Unpublished? Not entirely. During the dissolution of 1997, the presidential camp had already lost its bet, forcing Jacques Chirac into cohabitation. In 1988, François Mitterrand only obtained a relative majority.
“But the novelty is such an absence of absolute majority between three distinct blocs. One bloc is excluded from any participation in the government – the RN -, and the other two blocs are neither able to govern alone, nor willing to govern together", summarizes Jean-Philippe Derosier, constitutional expert and professor at the University of Lille.
Coalition or “compromise”?
We must therefore “invent a new political culture”, affirmed Emmanuel Macron in his letter to the French on Wednesday, calling for the search for a “compromise” between parties.
Problem is, no one seems willing to agree on the contours and how to constitute this coalition.
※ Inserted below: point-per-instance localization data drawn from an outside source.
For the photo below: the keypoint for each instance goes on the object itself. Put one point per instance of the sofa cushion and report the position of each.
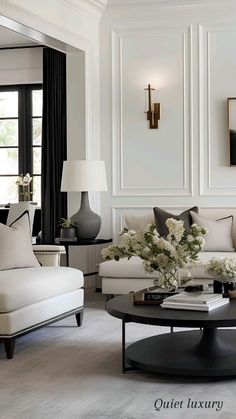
(161, 216)
(124, 268)
(15, 244)
(23, 287)
(138, 222)
(219, 236)
(133, 267)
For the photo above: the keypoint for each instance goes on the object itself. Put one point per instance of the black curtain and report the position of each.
(54, 144)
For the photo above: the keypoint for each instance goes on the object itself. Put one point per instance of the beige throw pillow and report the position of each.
(138, 222)
(16, 249)
(219, 237)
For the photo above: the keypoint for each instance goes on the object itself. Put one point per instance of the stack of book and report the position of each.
(195, 301)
The fault lies in a balance of power as unusual in France as it is widespread among its European neighbors experienced in parliamentarism.
“Our European partners are surprised, for the most part, at our astonishment and our paralysis” while faced with the results, it seems “not rocket science” to them to form a government, notes Mélanie Vogel, co-president of the European Green Party and senator French people abroad.
“In France, as soon as we talk about compromise, it becomes a compromise. It is the Bonapartist, Jacobin and vertical tradition of the country,” explains Dominique Rousseau, constitutionalist and professor at the University of Paris 1 Panthéon-Sorbonne.
Can the left claim Matignon?
The vagueness is reinforced by the divergent interpretation of the results, depending on the camps. The left, in particular, insists that it has “won” and continues to claim Matignon.
Is she right? The practice has always allowed the first force elected in the legislative elections to submit its candidate for the position to the president.
“Arithmetically, the left bloc is first. The logic of a democratic and parliamentary regime is that it is the one which proposes a Prime Minister,” insists Jean-Philippe Derosier.
According to him, the NFP is therefore "right" to put forward its arguments, but "on the condition of showing flexibility in its program and its thinking, because the president would be justified in opposing a choice arousing a lot of hostility , like that of Jean-Luc Mélenchon".
Dominique Rousseau does not have the same interpretation. “Emmanuel Macron’s analysis is correct: as there are only minorities, no Prime Minister imposes himself,” explains the constitutionalist. “It is up to the left to show the head of state that it is capable of building a government that will not be overthrown.”
For Macron, the end of verticality?
The Head of State must also get used to this new era, after seven years of clear majority in Parliament, although relative since 2022.
“Emmanuel Macron is forced to undergo an accelerated apprenticeship in the parliamentary regime. Any head of state must, in these conditions, call on the parliamentary groups to create a coalition capable of obtaining the confidence of the Assembly,” explains Dominique Rousseau, for whom the president is “in his role”.
But by proposing the contours of the future coalition, articulating it around the "republican front" against the RN and seeming to exclude La France insoumise in the name of "clear and shared republican values", is he going too far in his prerogatives?
“Deprived of legitimacy after Sunday's vote, the president must be removed from his strict constitutional prerogatives. He can encourage the parties to talk to each other, but in no case is it up to him to determine the majority that must emerge,” regrets Jean-Philippe Derosier.
At this stage, the New Popular Front is struggling to agree on a Prime Minister to submit to the president. What will the latter's response be if the left proposes a name?